Aurora Innovation's autonomous trucks can now cover a thousand miles in fifteen hours. A human truck driver, under US federal hours-of-service rules that cap driving at eleven hours in a fourteen-hour window, cannot legally match that. Aurora's fleet has accumulated 250,000 driverless miles since commercial operations began, with a clean safety record, and CEO Chris Urmson has said 2026 is the inflection point at which the market will recognise that self-driving trucks have genuinely arrived. The fleet is expected to exceed two hundred trucks by year end. The story has attracted a fraction of the attention that Waymo's robotaxi expansion has received, despite affecting an industry — freight trucking — that accounts for roughly seventy percent of all US freight movement by value.
The gap between the robotaxi narrative and the autonomous truck narrative reflects a genuine difference in how the two sectors are developing, not just in media attention. Robotaxis operate in dense urban environments, interact constantly with pedestrians, cyclists, and complex intersection geometry, and face regulatory scrutiny in every city they enter. Autonomous trucks predominantly run on interstate highways between fixed origin-destination pairs — distribution centre to distribution centre, port to warehouse. The operating environment is simpler, the failure modes are more predictable, the regulatory framework is less fragmented, and the economics are more immediately compelling. A truck that can run continuously, without mandatory rest breaks, at consistent highway speed, on a route it has driven thousands of times, eliminates a meaningful fraction of the cost structure that makes long-haul freight expensive.

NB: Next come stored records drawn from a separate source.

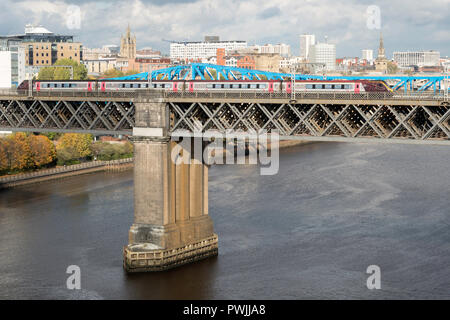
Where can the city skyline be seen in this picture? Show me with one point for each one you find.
(345, 23)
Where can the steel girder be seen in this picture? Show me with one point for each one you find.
(97, 117)
(294, 120)
(345, 122)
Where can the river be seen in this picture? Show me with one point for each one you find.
(309, 232)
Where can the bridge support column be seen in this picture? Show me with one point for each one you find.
(171, 222)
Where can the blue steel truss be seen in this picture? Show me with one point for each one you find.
(205, 71)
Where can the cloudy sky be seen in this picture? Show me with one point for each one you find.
(406, 24)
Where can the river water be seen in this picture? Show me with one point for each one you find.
(309, 232)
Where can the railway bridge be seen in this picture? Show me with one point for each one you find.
(171, 221)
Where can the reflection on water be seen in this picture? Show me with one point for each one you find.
(308, 232)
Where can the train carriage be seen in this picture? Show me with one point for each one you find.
(271, 86)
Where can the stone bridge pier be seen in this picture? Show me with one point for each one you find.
(171, 222)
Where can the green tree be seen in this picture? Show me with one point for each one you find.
(63, 73)
(19, 152)
(74, 146)
(42, 150)
(113, 73)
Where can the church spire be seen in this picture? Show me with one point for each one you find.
(381, 52)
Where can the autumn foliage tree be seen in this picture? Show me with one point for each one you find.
(42, 150)
(4, 164)
(20, 152)
(73, 147)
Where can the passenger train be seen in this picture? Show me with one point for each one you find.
(271, 86)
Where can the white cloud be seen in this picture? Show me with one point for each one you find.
(414, 24)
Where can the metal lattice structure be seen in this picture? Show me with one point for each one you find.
(97, 117)
(344, 117)
(204, 71)
(319, 121)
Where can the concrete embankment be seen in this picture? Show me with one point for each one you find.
(64, 172)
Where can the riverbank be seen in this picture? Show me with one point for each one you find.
(64, 172)
(90, 167)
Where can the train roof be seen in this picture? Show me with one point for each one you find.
(216, 81)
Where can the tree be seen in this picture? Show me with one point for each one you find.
(42, 150)
(4, 146)
(52, 135)
(63, 73)
(113, 73)
(19, 153)
(74, 146)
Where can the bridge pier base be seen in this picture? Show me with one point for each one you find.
(171, 222)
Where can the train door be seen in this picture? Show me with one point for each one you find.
(288, 87)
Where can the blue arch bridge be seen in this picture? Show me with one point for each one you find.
(204, 71)
(172, 225)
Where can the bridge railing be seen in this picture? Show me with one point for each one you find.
(231, 95)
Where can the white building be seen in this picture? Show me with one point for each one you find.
(282, 49)
(417, 58)
(306, 41)
(100, 65)
(196, 51)
(324, 53)
(12, 67)
(367, 54)
(288, 63)
(5, 69)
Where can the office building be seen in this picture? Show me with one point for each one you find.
(306, 41)
(197, 51)
(323, 53)
(417, 58)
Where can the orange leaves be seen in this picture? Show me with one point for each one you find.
(42, 150)
(20, 152)
(77, 145)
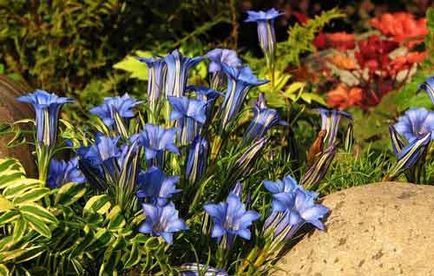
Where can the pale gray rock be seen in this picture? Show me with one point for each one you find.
(375, 229)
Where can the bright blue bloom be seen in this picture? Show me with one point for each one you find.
(415, 123)
(156, 77)
(190, 116)
(282, 192)
(196, 160)
(195, 269)
(156, 140)
(114, 107)
(185, 107)
(231, 218)
(266, 34)
(240, 80)
(219, 56)
(264, 119)
(155, 186)
(62, 172)
(208, 95)
(47, 107)
(162, 221)
(178, 67)
(330, 122)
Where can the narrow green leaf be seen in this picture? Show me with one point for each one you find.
(39, 212)
(32, 195)
(69, 193)
(9, 216)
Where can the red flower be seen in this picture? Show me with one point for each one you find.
(401, 26)
(343, 97)
(406, 61)
(341, 41)
(373, 52)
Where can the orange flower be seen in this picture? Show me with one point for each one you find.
(343, 97)
(341, 41)
(406, 61)
(343, 61)
(401, 26)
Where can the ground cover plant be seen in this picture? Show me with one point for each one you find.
(217, 168)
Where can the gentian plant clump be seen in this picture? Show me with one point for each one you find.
(154, 185)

Gatik AI's recent $600 million contract announcement illustrates where the commercial momentum is. Gatik operates in the middle-mile segment — shorter routes between distribution centres and retail fulfilment locations — where the operational domain is constrained enough that driverless technology is already commercially deployed without safety drivers. Its deal with a major consumer-goods company doubles its contracted revenue over five years, with hundreds of driver-out trucks expected to be revenue-generating by end of year. Waabi raised a billion dollars in January and struck a milestone-based deal with Uber that could deploy 25,000 Waabi-powered autonomous vehicles on the platform, bridging the trucking and ride-hailing ecosystems. Kodiak AI is working with Bosch to develop hardware and software packages that can bring autonomous driving capability to standard production trucks at scale.

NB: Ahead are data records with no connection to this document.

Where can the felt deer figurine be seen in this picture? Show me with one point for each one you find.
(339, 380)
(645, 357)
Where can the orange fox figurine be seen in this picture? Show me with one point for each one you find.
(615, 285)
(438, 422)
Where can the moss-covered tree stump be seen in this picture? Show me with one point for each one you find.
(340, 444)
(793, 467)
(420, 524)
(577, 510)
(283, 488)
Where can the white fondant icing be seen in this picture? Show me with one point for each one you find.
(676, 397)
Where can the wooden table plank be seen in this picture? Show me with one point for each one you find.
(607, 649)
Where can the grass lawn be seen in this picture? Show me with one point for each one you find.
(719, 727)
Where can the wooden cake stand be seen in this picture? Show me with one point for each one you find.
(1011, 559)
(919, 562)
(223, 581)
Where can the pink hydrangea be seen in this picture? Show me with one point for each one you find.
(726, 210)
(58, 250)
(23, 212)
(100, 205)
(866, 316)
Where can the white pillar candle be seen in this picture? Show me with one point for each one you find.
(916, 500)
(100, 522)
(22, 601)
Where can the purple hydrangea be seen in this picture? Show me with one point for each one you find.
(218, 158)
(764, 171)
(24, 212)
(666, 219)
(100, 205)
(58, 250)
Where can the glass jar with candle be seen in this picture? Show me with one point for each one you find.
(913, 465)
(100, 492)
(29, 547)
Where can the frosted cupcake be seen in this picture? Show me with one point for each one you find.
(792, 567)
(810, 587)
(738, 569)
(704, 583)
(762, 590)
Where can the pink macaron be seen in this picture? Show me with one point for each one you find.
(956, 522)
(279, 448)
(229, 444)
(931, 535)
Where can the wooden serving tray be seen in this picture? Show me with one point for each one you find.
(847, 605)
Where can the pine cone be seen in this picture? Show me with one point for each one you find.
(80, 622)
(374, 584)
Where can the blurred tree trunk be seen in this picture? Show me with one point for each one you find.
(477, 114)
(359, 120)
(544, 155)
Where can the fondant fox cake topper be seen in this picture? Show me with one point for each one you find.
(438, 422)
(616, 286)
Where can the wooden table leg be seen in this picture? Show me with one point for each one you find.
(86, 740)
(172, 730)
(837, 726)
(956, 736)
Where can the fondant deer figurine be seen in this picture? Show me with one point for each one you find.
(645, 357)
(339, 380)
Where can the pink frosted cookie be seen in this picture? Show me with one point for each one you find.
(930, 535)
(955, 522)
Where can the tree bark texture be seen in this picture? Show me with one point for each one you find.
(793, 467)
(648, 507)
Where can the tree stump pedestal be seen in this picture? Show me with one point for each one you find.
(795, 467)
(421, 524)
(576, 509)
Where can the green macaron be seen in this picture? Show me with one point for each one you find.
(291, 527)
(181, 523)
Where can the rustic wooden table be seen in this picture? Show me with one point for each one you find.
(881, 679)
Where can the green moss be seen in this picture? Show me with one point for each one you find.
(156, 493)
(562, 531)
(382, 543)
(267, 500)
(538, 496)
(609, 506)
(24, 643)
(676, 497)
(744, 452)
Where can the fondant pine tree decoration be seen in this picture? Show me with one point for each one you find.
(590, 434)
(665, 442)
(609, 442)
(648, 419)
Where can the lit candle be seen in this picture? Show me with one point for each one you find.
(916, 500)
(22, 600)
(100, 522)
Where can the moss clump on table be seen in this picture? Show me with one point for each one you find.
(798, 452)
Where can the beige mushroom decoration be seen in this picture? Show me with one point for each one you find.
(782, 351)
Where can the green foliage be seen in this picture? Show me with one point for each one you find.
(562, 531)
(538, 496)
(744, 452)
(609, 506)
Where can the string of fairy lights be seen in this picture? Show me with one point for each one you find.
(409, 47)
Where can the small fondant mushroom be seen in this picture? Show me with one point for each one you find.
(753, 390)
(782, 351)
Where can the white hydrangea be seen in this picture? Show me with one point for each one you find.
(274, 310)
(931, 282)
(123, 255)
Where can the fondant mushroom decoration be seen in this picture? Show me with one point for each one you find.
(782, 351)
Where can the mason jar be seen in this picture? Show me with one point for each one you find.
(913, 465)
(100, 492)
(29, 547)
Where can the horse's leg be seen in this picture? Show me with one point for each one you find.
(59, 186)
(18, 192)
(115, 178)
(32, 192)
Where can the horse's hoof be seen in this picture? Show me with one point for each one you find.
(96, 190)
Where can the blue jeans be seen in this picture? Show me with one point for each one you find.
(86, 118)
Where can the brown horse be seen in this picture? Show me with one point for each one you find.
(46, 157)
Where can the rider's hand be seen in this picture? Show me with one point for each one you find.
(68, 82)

The economic signal that may matter most is the one that went largely unreported in February: shares of trucking and logistics companies fell when an AI freight optimisation company released a tool that allows carriers to scale freight volumes by three to four hundred percent without proportional headcount increases. The market read that as a threat to incumbent labour-intensive carriers — and it was right to do so. Autonomous driving eliminates the driver cost; AI freight optimisation eliminates the dispatch and coordination cost. Together, they attack the two largest variable cost components of freight operations simultaneously. The incumbents in this space — JB Hunt, Werner, Old Dominion — are facing the same dynamic that hit photography and music before them: the digital substitute is not just cheaper, it is structurally incompatible with the cost model of the incumbent.
The labour implications are large and poorly understood in public discourse. There are approximately 3.5 million truck drivers in the United States. The transition to autonomous freight will not happen overnight — the current fleets are small, the technology still has limits in adverse weather and complex urban pickup and delivery, and the regulatory environment varies by state. But Aurora's fifteen-hour thousand-mile run is not a demonstration; it is commercial freight being moved today. The question is no longer whether autonomous trucks work. It is how fast the economics drive adoption, and what the policy response to the displacement of millions of jobs looks like. The robotaxi story got the headlines; the trucking story will have the larger economic footprint.